The McNies, though, decided to start their own concept.

“We’re kind of our own thing,” Cameron McNie said. “People try to bucket us into fast casual and QSR. Where we fit, I’m not 100% sure. I know we definitely have elements of both. We certainly aim to be quick, efficiency, speed, that’s a huge value to us. But the quality of the food, the fresh ingredients, making things to order, that’s an element of fast casual. Our food is fresh. There’s no freezers, fryers or microwaves.”

The key to Hawaiian Bros’ speed is the drive-thru, which generates 53% of the chain’s revenue.

Hawaiian Bros

Hawaiian Bros drive-thru / Photo courtesy of Hawaiian Bros

After seeing the throughput issues at that third location, the chain decided to focus on drive-thru efficiency.

Most kitchens now have a double-sided make line, with one side focusing on drive-thru orders. During busy times, two to three employees are stationed outside, at the drive-thru, with handheld devices to take orders.

And the chain has been adding second windows at the drive-thru, to better control the traffic flow. Customers pick up drinks at the first window and food at the next.

“Our operation in the kitchen is faster than the order-taking operation,” McNie said. “We had to figure out the math on, How do we get the right amount of orders coming in that we can produce?”

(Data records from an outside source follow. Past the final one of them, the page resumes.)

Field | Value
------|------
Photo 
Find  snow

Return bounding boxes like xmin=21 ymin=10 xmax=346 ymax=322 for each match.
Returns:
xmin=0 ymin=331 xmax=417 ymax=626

McNie said Hawaiian Bros is currently on the hunt for capital, to allow it to open more locations even more quickly. And it is in the midst of finishing franchising documents and hiring employees to focus on a future franchised business.

Building a workplace culture

The McNies always wanted Hawaiian Bros to be a fun place to work. So, they’ve listened to employees to make that happen.

The chain offers flexible schedules, “cool” (and free) crew shirts and hats, free meals during every shift, free health insurance and a generous vacation offering, he said.

“This has got to be a fun restaurant to work at,” McNie said. “We don’t want to be heavy on rules … Our goal is to be generous to the employees; they’re the ones making this happen.”

Hawaiian Bros

Photo courtesy of Hawaiian Bros

More than 80 employees who were essential to the opening of Hawaiian Bros’ first few stores were recently given an ownership stake in the company, he said.

“Some cooks that were there on opening day got a piece of ownership in the company,” he said.

And the brand is spreading that workplace culture on social media.

For the past six months, Hawaiian Bros has given a TikTok account to each restaurant, to be run entirely by store-level employees.

“We encourage them to make TikToks during slow times in the stores,” he said. “Their friends see it and think, ‘I could go work at this place. That’s fun.’ That kind of culture has caught on. We’ve embraced it. Our culture is built on spreading the Aloha spirit.”